Go meat-free once a week
Numerous studies demonstrate that vegetarians have lower incidences of heart disease, lower BMI and lower blood pressure than their meat-eating counterparts. According to the World Cancer Research Fund eating too much meat can increase your risk of bowel cancer. They recommend that you should eat no more than 500 grams (cooked weight) per week of red meat to reduce this risk. And the United Nations’ Food and Agriculture Organization estimates the meat industry generates nearly one-fifth of the man-made greenhouse gas emissions that are accelerating climate change worldwide.
Buying out-of-season produce which has been flown around the world is way one to lower your eco-credentials. When you shop at local butchers, bakers and grocers it is more likely that a percentage of the produce has had a much shorter journey to your plate. Along with supporting local farmers, it means your food is more likely to contain more nutrients and have less packaging.
As we have the luxury of buying all sorts of fruits and vegetables from the supermarket, we can fall prey to the vicious cycle of mass production. One Japanese study found a huge difference between the vitamin C content of spinach harvested in summer versus winter. Accordingly, keep an eye out for when fruit and vegetables are in season and plan your diet in sync.
Carry reusable water bottles
Whenever possible, carry a reusable water bottle with you.

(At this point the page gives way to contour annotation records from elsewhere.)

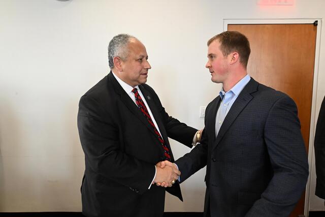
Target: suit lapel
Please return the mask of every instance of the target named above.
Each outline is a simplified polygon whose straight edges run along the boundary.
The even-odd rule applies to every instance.
[[[214,143],[215,147],[216,147],[221,140],[225,133],[228,131],[229,128],[233,124],[234,121],[237,118],[245,107],[248,104],[249,102],[253,99],[251,93],[257,91],[258,83],[252,78],[245,86],[241,93],[236,99],[236,101],[232,106],[230,110],[227,114],[224,120],[221,125],[218,136],[216,138]],[[214,127],[215,128],[215,126]]]
[[[166,132],[166,130],[165,129],[165,125],[162,122],[162,120],[160,118],[160,115],[158,108],[157,108],[157,106],[154,103],[154,100],[153,100],[153,96],[150,94],[150,92],[146,89],[146,88],[143,85],[139,85],[139,87],[140,88],[140,90],[141,90],[141,92],[142,92],[143,97],[145,98],[146,102],[147,102],[147,104],[148,104],[148,106],[151,111],[152,115],[153,115],[153,117],[151,117],[151,118],[154,118],[154,119],[156,121],[157,125],[158,125],[158,128],[159,128],[160,134],[161,134],[161,137],[165,141],[165,144],[166,144],[166,145],[167,145],[167,147],[170,150],[171,148],[168,142],[167,132]],[[152,127],[151,128],[152,128]],[[171,152],[170,153],[171,153]]]
[[[121,101],[139,119],[153,134],[155,134],[152,127],[149,123],[148,120],[144,116],[137,105],[133,102],[130,97],[125,92],[118,82],[116,80],[112,71],[108,75],[108,80],[113,85],[116,94],[120,96]],[[141,90],[142,91],[142,90]]]
[[[217,112],[218,111],[218,108],[220,105],[221,102],[221,98],[220,96],[218,96],[214,100],[213,103],[211,105],[211,111],[209,111],[209,113],[207,114],[207,117],[208,117],[209,119],[212,120],[211,121],[207,122],[210,122],[209,126],[207,128],[211,129],[211,134],[213,135],[211,138],[213,139],[213,143],[215,142],[215,121],[216,117],[217,115]]]

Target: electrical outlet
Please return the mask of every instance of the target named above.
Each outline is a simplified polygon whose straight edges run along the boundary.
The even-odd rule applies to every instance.
[[[200,117],[204,117],[205,115],[205,109],[206,106],[200,106]]]

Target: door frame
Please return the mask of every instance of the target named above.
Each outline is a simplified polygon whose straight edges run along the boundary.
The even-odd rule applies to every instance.
[[[314,79],[313,80],[313,94],[311,103],[311,114],[310,117],[310,130],[309,131],[309,145],[308,147],[308,164],[309,167],[309,176],[306,186],[305,195],[304,213],[305,216],[309,216],[309,200],[310,195],[310,182],[311,180],[312,169],[314,164],[314,135],[316,127],[316,99],[317,97],[317,82],[318,80],[318,71],[319,55],[320,52],[320,36],[321,33],[321,19],[223,19],[223,30],[228,29],[228,24],[305,24],[313,23],[317,21],[317,33],[316,37],[316,47],[315,48],[315,63],[314,65]]]

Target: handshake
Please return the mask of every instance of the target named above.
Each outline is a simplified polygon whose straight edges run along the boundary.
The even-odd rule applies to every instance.
[[[176,165],[168,161],[161,161],[156,164],[156,176],[152,184],[157,186],[171,187],[178,179],[181,172]]]

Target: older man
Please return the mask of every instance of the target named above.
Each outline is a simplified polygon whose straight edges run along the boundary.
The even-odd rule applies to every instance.
[[[81,97],[78,127],[85,153],[81,188],[87,216],[162,216],[165,189],[182,200],[179,171],[155,164],[174,161],[168,137],[191,147],[198,130],[170,116],[145,84],[151,66],[145,46],[125,34],[108,47],[111,69]]]

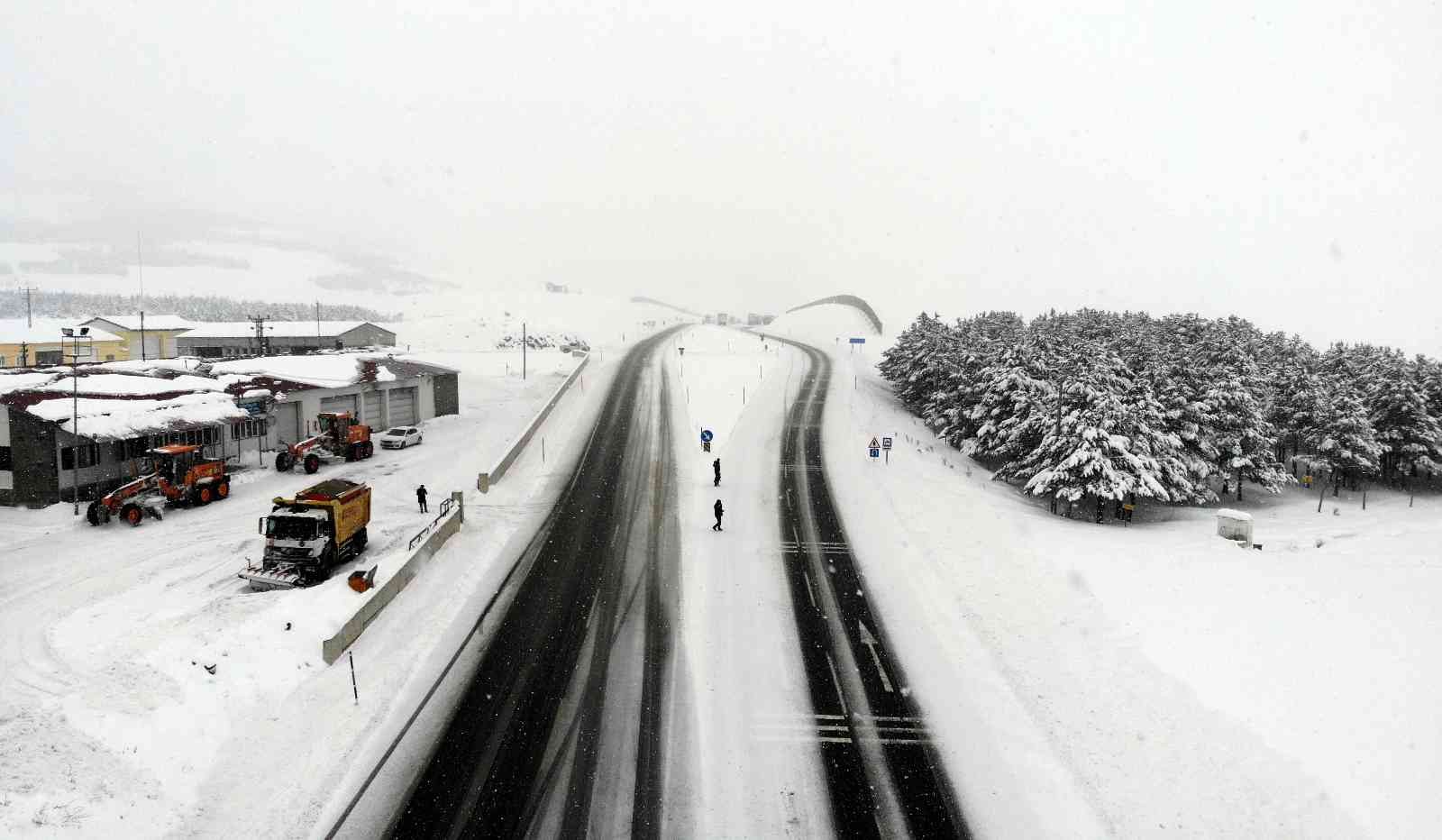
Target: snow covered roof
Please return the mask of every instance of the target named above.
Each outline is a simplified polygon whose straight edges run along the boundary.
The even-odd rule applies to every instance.
[[[267,320],[265,335],[270,338],[316,338],[337,336],[350,332],[358,326],[371,325],[385,329],[369,320],[322,320],[317,326],[314,320]],[[386,329],[386,332],[391,332]],[[394,333],[392,333],[394,335]],[[255,325],[248,320],[216,320],[195,323],[186,338],[254,338]]]
[[[92,320],[107,320],[114,323],[120,329],[128,329],[131,332],[140,332],[140,316],[138,315],[98,315],[85,323]],[[146,316],[146,331],[180,331],[190,329],[195,326],[193,320],[180,318],[179,315],[147,315]]]
[[[0,397],[12,391],[23,391],[36,385],[43,385],[56,380],[58,371],[22,371],[19,374],[0,372]]]
[[[128,374],[85,374],[81,372],[79,377],[56,377],[55,380],[45,382],[36,388],[37,391],[59,391],[62,394],[69,394],[72,391],[91,395],[110,395],[110,397],[137,397],[150,394],[173,394],[177,391],[222,391],[225,385],[212,380],[209,377],[190,377],[179,375],[173,378],[163,377],[137,377]]]
[[[79,328],[81,323],[62,318],[36,318],[33,326],[23,318],[4,318],[0,319],[0,344],[59,344],[61,329],[79,332]],[[95,328],[91,328],[87,338],[95,341],[124,341],[115,333]]]
[[[423,375],[454,374],[441,365],[395,358],[386,354],[313,354],[304,356],[260,356],[211,365],[212,375],[251,375],[288,380],[316,388],[340,388],[356,382],[391,382]]]
[[[362,356],[356,354],[316,354],[307,356],[260,356],[215,362],[211,372],[249,374],[290,380],[317,388],[339,388],[360,381]]]
[[[65,432],[75,432],[72,411],[78,410],[79,434],[95,440],[120,440],[249,417],[248,411],[235,404],[234,397],[215,391],[156,400],[84,397],[74,406],[61,394],[56,397],[35,403],[26,410],[42,420],[59,423]]]

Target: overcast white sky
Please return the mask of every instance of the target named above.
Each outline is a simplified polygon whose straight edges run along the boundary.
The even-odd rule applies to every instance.
[[[1436,3],[411,6],[0,4],[0,212],[104,185],[477,284],[1442,355]]]

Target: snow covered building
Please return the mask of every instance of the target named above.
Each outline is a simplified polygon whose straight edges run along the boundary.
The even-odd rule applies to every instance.
[[[195,323],[179,315],[102,315],[92,318],[84,326],[104,329],[125,341],[125,356],[131,359],[173,359],[180,355],[176,338]]]
[[[221,361],[209,369],[222,381],[241,377],[229,391],[242,404],[268,403],[262,432],[267,449],[314,434],[316,414],[322,411],[350,411],[376,430],[460,413],[457,372],[414,359],[316,354]]]
[[[78,398],[75,394],[78,393]],[[460,411],[457,372],[378,354],[262,356],[0,372],[0,505],[97,498],[146,469],[146,450],[195,443],[268,466],[320,411],[382,429]],[[78,426],[75,423],[78,414]]]
[[[85,322],[89,323],[89,322]],[[0,368],[25,365],[58,365],[69,361],[69,341],[61,349],[61,331],[75,329],[84,325],[62,320],[58,318],[36,318],[27,322],[23,318],[0,319]],[[81,361],[114,362],[130,358],[125,341],[104,329],[91,328],[89,339],[81,342],[81,354],[91,352],[91,358]]]
[[[177,338],[179,355],[229,358],[303,354],[317,349],[395,346],[395,333],[369,320],[267,320],[264,348],[248,320],[202,322]]]

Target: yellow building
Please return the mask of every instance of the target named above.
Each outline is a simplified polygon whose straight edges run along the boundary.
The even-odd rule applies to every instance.
[[[141,345],[141,320],[138,315],[102,315],[84,322],[91,329],[102,329],[125,339],[133,359],[173,359],[176,336],[193,328],[195,323],[179,315],[147,315],[144,320],[144,345]]]
[[[82,326],[59,318],[36,318],[33,322],[23,318],[0,319],[0,368],[69,364],[74,351],[61,331],[79,332]],[[130,346],[121,336],[92,326],[79,342],[79,354],[81,364],[123,362],[130,358]]]

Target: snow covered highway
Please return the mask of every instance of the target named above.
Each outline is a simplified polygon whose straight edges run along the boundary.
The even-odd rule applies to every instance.
[[[842,834],[965,837],[946,768],[832,502],[820,433],[832,362],[795,346],[808,372],[782,443],[780,544],[815,709],[800,736],[819,745]]]
[[[668,338],[622,362],[395,836],[659,836],[678,593]]]

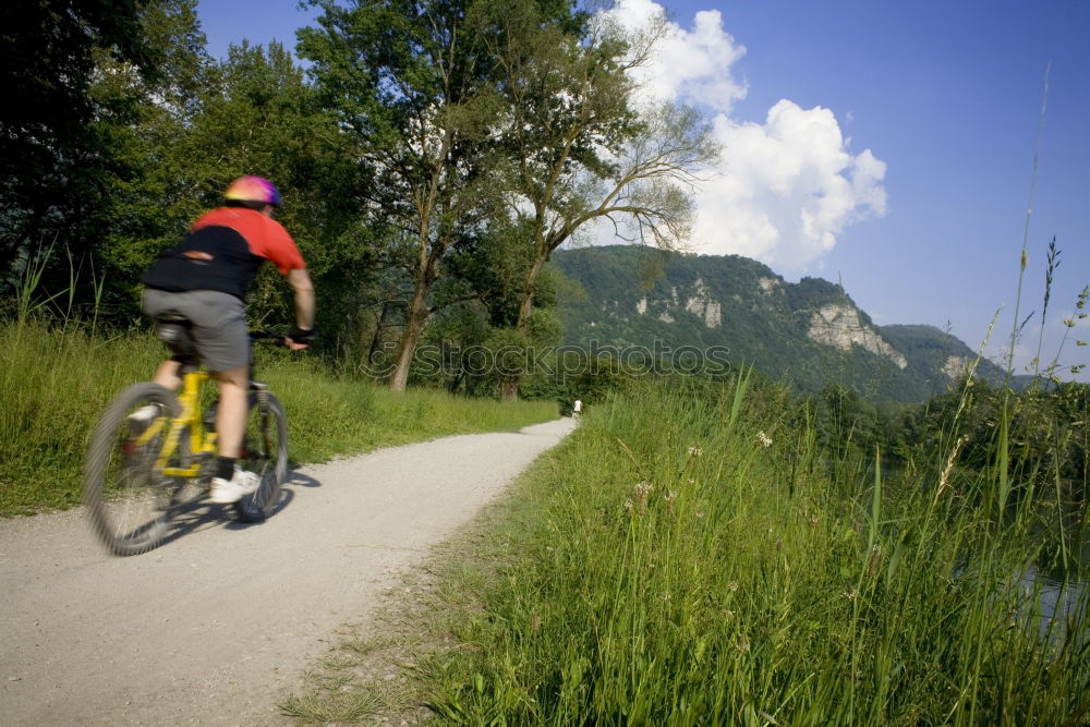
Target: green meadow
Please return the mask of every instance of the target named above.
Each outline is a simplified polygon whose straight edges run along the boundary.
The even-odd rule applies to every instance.
[[[744,375],[637,385],[428,566],[420,626],[342,644],[282,707],[304,723],[426,707],[475,725],[1086,724],[1083,510],[1057,519],[1061,489],[1004,494],[995,467],[948,448],[893,468],[819,440],[807,407]],[[392,686],[352,676],[384,652]]]
[[[110,399],[149,379],[167,353],[150,330],[107,336],[77,323],[0,324],[0,514],[77,505],[92,428]],[[296,463],[518,429],[558,415],[549,401],[501,404],[432,389],[395,393],[364,377],[336,375],[305,352],[258,347],[255,366],[288,412]]]

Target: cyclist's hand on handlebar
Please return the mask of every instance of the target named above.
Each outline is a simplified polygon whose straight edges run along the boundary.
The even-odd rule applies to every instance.
[[[317,334],[318,331],[314,328],[292,328],[284,336],[283,342],[292,351],[301,351],[311,344],[311,341],[317,337]]]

It takes seven liters of water to make one plastic water bottle and it’s estimated that each person in the U.K. uses approximately 200 water bottles each year. Further, by recycling a single plastic bottle can conserve enough energy to light a 60W light bulb for up to 6 hours.
Carry your own utensils
Buy a kit of bamboo utensils or just pop a spare knife, fork and spoon or stainless steel chopsticks into your bag. If you do have to eat on the go, this saves the use of plastic utensils and you’ll also be making a dent in the 40 billion plastic utensils used in the U.S. alone each year.
Stop buying one-time-use items
Eliminate one use items such as paper towels from your kitchen and use rags or cloths instead. Toss them in with your weekly wash and you’ll be making another step towards eco-stardom.
By doing so you’ll save money and a few trees too. According to Recycle Nation, if every household in the U.S. used just one fewer 70-sheet roll of virgin fiber paper towels, it would save 544,000 trees each year.